For TIMSS 2019, results are scheduled to be released at the end of 2020. The next cycle of TIMSS is scheduled to be administered in 2023, with results to be expected at the end of the following year.
Follow this link to access the TIMSS SA website where you will find national reports, highlights documents, policy briefs and other TIMSS related publications.
TIMSS assesses the achievement of learners at three stages of their education. At the primary school level, TIMSS assesses learners in either the 4th, 5th or 6th grade. At the lower secondary school level, learners in 8th or 9th grade are assessed. Since 1995 South Africa has participated only at the lower secondary level. In 2015, South Africa participated at the primary school level for the first time in TIMSS Numeracy. For TIMSS 2019, grade 5 learners completed both the mathematics and science assessments.

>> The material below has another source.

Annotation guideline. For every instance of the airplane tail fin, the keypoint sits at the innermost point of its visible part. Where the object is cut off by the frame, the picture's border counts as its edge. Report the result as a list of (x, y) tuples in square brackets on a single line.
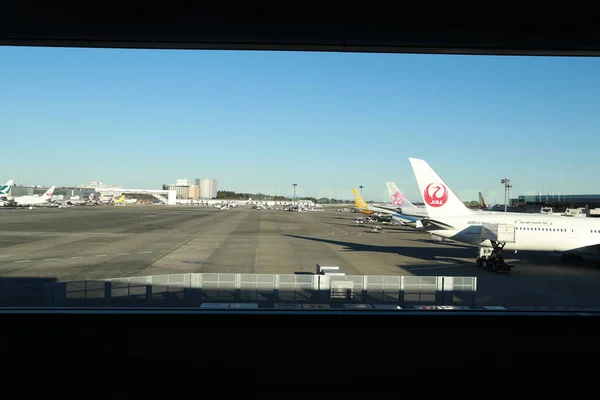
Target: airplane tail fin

The TIMSS national study was funded by the Department of Basic Education in South Africa. In 2019, the two provincial studies for Gauteng and the Western Cape were funded by the Gauteng Department of Education, and the Western Cape Department of Education, respectively.

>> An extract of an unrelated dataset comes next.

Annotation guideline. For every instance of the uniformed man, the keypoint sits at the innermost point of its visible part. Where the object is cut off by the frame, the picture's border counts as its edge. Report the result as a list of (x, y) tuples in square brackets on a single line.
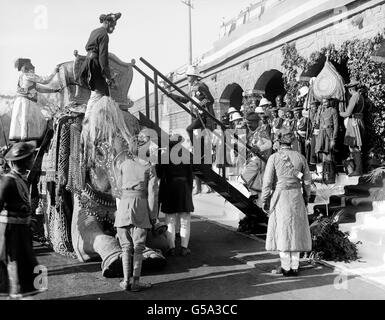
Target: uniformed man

TIMSS was developed by the International Association for the Evaluation of Educational Achievement (IEA) to allow participating nations to compare learners’ educational achievement across borders. The IEA is an independent international cooperative of national research institutions and government agencies, with nearly 70 member countries worldwide.
The IEA contracts with the TIMSS & PIRLS International Study Center at Boston College to lead the design and implementation of TIMSS. The TIMSS & PIRLS International Study Center works with country representatives, called National Research Coordinators, to design and implement TIMSS, assure quality control and international comparability, and report results.

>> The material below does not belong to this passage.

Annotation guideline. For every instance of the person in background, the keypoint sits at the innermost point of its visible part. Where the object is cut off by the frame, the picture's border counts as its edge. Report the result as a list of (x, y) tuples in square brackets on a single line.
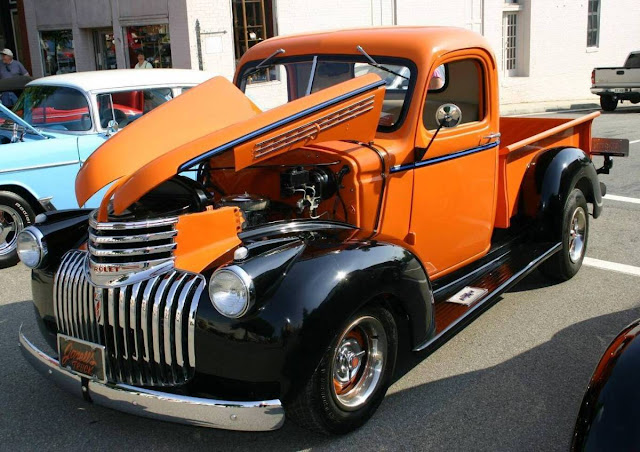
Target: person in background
[(10, 68), (142, 63)]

In South Africa, the Human Sciences Research Council (HSRC) hosts the office of the National Research Coordinator, and the organisation is responsible for administering TIMSS.
TIMSS is designed to align broadly with mathematics and science curricula in the participating countries. The results, therefore, suggest the degree to which learners have learned mathematics and science concepts and skills likely to have been taught in school.
In 1995 and 1999, the survey targeted learners in Grade 8, the first year of secondary school. The 2002 study included both Grade 8 and Grade 9 learners in its sample, while 2011 and 2015 studies were undertaken at the Grade 9 level. The reason for changing the testing grade from Grade 8 to Grade 9 was because of South Africa’s overall low performance in the previous rounds of the study. A shift from testing Grade 8 learners to testing Grade 9 learners was judged to enable a better match between the content knowledge presented to learners in TIMSS and the curriculum coverage in South Africa.
Participating in TIMSS provides important information for policy makers about the state of mathematics and science education, and what is required for improving the quality of education. The assessment results therefore provide the data necessary for monitoring and attempting to improve the health of a country’s basic education system.
TIMSS is a widely recognised international testing programme aimed largely at assessing whether countries are making educational progress over time. TIMSS therefore allows for trend analysis of the results which gives countries an insight into whether or not mathematics and science education is improving.
The effective educational development of young people requires the building blocks of critical thinking and reasoning. Learner performance in maths and science therefore provides important indicators of the health and effectiveness of a country’s education system.
The random selection process used by the IEA ensures that schools with varying demographics and locations are chosen so that the South African sample is representative of the overall South African school population. This is important to ensure that a country’s sample accurately reflects its schools.